Over half (55%) surveyed would consider staying in a managed encampment, but 54% also said they have personal safety concerns, 48% believe there should be a “check-in” procedure, and 39% noted they would stay only with supports such as security, food, and showers.
Other shelter options outlined by city staff go as far as temporarily converting city-owned buildings into emergency housing or shelter space, such as the warehouse building at 875 Terminal Avenue, the Kingsway Continental Pub at 3484 Kingsway, and the 2400 Motel at 2400 Kingsway. Each of these locations would have a capacity for between 20 and 60 beds.
City staff also suggested expanding the status quo measure of leasing or acquiring housing, such as low-end hotels and single-room occupancy residences. But this is usually an initiative led and funded by the federal and provincial governments, as it would be highly cost prohibitive for the municipal government to tackle this on its own.
Acquiring hotel properties with 200 units, for instance, could cost as much as $150 million, based on the market price of $750,000 per suite. This does not include the annual operating cost of up to $7.5 million or about $37,500 per suite.

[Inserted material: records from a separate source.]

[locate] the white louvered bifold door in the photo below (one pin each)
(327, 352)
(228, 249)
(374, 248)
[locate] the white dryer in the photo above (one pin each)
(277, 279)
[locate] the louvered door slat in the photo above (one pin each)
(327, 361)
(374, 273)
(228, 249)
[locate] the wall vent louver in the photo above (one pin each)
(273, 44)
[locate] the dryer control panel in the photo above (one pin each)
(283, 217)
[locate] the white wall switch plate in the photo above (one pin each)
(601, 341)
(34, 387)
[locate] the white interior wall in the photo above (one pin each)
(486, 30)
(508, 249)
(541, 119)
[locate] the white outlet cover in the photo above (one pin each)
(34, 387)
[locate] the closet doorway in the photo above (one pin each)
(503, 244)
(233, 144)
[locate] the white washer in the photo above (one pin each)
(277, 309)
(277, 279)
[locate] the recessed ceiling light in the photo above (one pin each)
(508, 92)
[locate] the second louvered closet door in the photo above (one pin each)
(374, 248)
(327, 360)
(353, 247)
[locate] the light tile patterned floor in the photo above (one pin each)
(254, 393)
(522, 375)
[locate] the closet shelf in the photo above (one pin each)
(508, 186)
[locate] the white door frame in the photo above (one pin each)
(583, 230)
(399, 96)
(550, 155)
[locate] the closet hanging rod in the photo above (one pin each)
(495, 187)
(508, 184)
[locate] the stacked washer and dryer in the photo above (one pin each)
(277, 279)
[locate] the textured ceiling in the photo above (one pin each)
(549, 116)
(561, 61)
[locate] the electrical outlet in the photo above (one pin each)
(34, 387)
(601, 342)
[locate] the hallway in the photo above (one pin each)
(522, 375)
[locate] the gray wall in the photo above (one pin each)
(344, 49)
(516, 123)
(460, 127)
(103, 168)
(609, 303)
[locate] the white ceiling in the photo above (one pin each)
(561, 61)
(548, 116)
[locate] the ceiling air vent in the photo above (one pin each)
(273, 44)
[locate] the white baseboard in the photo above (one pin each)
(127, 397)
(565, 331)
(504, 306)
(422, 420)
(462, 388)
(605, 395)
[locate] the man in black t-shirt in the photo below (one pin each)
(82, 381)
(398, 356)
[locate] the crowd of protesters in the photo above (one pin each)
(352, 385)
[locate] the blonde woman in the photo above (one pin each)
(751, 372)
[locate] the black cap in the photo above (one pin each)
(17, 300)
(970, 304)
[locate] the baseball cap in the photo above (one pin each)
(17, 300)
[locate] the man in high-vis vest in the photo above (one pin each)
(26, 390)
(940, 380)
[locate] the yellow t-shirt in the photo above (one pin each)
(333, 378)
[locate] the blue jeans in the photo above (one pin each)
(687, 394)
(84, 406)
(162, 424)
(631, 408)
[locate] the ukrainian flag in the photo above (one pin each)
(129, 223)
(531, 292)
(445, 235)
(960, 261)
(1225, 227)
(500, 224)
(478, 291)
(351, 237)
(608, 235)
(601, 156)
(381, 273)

The purchase of a privately-developed market rental housing building under Rental 100 could cost up to $54 million for 90 units, plus an annual operating cost of $3.4 million.
“It would be extremely challenging and not sustainable for the City of Vancouver to absorb these capital and operating costs within the Capital and Operating budgets without displacing other permanent housing investment contemplated in the Capital Plan, reducing other services across the City, or increasing property taxes significantly,” stated city staff emphatically.
“It is important to note that in order to deliver housing for individuals experiencing homelessness, all of the capital investments outlined below require a commensurate commitment of operating funds to secure affordability and ensure adequate support services.”
City council is expected to use the findings made in the memo for further policy directives.